Students, not tourists, are the customers that John DiGiovanni hopes to attract by extending the hours of eateries in the Garage.

On May 27, in a meeting room in the basement of the Lombardi Municipal Building, the Cambridge License Commission unanimously approved his request to extend the hours of three restaurants to 2 a.m. on Thursday, Friday and Saturday nights.

Jason Sweeney, the owner of the Ben and Jerry’s in the Garage, said the businesses that had received the extensions—Ben and Jerry’s, Boston Chowda and Formaggio Delicatessen—would extend their hours together in the “coming weeks.”

At the May 27 meeting, the License Commission also approved a request by the Grafton Street Pub and Grille to extend its closing time from 1 a.m. to 2 a.m.

At the meeting, Cambridge Licensing Commission Executive Director Richard V. Scali said the Commission had not extended the hours of a bar in the Square for 17 years.

“It’s a capped district.

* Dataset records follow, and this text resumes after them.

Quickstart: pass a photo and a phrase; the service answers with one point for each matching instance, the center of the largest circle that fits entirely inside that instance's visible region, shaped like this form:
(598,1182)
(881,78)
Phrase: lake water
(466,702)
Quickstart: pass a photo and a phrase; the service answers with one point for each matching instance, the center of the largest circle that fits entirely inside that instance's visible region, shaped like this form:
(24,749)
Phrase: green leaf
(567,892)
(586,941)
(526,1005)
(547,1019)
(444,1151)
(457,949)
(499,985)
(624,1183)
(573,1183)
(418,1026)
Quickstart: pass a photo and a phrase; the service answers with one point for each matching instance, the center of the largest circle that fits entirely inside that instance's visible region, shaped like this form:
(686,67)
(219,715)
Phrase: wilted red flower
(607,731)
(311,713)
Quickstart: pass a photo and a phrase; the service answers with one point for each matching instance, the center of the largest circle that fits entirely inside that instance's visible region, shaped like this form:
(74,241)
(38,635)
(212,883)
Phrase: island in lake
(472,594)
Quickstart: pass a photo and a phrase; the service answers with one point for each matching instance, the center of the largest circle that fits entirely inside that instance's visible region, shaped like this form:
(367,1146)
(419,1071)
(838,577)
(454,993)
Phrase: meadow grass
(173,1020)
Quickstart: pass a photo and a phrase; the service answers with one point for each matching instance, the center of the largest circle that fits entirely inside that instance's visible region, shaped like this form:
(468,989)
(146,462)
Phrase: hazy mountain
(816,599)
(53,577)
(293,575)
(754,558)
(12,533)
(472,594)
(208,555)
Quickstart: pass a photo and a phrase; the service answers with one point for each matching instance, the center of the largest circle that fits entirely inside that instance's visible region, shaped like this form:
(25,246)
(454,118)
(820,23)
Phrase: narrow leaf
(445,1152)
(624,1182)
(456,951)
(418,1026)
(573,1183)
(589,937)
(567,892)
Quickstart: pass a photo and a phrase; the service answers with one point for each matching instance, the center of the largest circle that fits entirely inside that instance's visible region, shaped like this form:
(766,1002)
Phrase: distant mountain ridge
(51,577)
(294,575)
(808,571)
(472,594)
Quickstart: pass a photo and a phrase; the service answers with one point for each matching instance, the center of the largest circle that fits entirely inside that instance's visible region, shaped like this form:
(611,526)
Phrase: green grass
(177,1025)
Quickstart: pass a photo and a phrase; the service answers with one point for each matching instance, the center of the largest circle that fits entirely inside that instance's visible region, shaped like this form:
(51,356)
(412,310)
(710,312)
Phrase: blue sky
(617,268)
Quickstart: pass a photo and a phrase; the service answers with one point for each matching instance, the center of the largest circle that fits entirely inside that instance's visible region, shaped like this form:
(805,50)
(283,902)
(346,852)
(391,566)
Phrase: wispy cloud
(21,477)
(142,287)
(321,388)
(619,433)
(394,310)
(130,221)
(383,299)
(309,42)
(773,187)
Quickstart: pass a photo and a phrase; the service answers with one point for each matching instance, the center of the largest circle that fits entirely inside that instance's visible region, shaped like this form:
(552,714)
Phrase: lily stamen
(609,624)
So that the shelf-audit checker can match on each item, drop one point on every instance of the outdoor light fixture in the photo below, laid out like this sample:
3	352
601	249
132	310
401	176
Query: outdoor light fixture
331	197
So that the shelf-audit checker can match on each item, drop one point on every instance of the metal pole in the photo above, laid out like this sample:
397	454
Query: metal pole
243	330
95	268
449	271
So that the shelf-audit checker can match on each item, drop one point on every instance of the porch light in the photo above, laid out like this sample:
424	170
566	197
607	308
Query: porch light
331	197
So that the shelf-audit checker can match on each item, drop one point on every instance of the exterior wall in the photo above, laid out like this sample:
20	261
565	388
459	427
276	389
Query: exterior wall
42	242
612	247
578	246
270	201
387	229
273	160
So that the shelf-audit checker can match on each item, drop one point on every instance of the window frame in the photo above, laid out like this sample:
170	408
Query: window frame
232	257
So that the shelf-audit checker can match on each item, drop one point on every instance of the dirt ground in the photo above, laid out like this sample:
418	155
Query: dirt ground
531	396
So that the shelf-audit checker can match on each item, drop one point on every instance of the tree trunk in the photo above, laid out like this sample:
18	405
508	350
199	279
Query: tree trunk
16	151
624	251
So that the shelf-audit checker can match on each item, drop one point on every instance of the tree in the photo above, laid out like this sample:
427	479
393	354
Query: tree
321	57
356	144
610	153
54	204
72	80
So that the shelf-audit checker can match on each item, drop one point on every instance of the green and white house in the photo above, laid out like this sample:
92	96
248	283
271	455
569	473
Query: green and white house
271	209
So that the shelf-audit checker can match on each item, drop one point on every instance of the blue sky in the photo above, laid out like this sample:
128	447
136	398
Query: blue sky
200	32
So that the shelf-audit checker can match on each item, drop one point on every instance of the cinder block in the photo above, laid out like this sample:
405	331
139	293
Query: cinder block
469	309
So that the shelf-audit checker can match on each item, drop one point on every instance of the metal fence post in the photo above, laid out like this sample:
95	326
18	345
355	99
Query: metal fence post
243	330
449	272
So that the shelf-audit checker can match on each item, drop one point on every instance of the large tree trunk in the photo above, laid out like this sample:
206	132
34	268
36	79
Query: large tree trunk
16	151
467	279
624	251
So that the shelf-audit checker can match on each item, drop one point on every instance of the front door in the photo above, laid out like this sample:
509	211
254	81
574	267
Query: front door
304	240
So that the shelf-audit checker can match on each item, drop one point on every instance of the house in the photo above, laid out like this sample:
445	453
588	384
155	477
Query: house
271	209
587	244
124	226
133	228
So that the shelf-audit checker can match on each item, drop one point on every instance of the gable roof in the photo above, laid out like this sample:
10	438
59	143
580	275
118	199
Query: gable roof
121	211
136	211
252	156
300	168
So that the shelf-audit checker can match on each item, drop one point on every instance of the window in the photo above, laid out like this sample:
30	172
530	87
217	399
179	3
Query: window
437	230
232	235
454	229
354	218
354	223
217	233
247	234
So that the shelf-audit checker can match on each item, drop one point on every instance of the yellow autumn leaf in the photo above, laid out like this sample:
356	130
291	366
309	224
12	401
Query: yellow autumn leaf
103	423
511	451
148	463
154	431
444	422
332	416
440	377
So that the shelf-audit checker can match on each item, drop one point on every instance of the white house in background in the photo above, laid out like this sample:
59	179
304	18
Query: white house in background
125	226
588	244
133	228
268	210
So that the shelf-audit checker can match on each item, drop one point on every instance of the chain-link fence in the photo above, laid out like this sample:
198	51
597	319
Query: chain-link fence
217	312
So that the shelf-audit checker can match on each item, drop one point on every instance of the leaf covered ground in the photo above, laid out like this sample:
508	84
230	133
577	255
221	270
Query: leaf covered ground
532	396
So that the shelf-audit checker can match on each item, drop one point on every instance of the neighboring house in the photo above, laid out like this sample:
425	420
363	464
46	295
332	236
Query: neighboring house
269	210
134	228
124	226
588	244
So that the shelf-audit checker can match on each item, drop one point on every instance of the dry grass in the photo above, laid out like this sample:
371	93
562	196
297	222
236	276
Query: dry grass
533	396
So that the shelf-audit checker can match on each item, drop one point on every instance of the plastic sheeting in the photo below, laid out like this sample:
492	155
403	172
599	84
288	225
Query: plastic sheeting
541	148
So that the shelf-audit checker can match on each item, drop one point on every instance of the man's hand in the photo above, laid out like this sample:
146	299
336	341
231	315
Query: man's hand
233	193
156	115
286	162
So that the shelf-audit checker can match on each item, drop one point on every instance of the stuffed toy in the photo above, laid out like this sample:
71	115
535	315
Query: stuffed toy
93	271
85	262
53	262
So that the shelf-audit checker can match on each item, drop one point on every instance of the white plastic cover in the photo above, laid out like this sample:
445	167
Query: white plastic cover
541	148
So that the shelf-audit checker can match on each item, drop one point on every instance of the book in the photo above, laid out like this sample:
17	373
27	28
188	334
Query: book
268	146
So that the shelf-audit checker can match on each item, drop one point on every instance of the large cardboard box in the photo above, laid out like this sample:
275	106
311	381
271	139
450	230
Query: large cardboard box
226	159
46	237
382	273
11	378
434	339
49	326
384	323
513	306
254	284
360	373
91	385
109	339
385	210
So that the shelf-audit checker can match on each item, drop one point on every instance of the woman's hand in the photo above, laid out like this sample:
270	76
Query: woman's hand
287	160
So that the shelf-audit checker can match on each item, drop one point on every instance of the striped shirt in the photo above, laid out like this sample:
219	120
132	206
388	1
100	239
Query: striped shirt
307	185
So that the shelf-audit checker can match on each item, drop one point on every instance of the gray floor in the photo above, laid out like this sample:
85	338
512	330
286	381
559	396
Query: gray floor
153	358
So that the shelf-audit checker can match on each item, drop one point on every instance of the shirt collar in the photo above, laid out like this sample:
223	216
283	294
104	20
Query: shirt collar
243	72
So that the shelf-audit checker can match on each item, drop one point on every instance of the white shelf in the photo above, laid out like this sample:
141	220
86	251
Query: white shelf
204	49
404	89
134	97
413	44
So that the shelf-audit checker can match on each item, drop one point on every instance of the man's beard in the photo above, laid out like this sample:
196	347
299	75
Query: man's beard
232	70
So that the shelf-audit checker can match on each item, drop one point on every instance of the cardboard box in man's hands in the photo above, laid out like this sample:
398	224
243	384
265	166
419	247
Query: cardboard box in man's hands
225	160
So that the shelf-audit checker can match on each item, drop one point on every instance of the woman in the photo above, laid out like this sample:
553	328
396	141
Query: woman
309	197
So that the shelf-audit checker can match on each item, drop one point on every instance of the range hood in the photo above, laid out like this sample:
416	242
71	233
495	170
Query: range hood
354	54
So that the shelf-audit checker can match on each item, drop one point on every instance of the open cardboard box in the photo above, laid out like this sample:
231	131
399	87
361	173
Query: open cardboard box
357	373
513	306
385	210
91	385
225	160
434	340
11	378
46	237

License times [are] frozen in the Square,” said James Rafferty, Grafton Street’s lawyer, who explained that the bar was able to bypass the cap by going directly to the City Council with its request before going to the Licensing Commission.

DiGiovanni and Peter Lee, the co-owner of Grafton Street, said the later hours were designed to respond to consumer demand.

But G. Pebble Gifford, the vice president of the HSDF, which opposed both DiGiovanni’s and Grafton Street’s requests, said the restaurants were just trying to salvage their sales.

“Retail stores are having a tough time,” she said. “The reason [the Commission] approved the request was they like to help businesses.”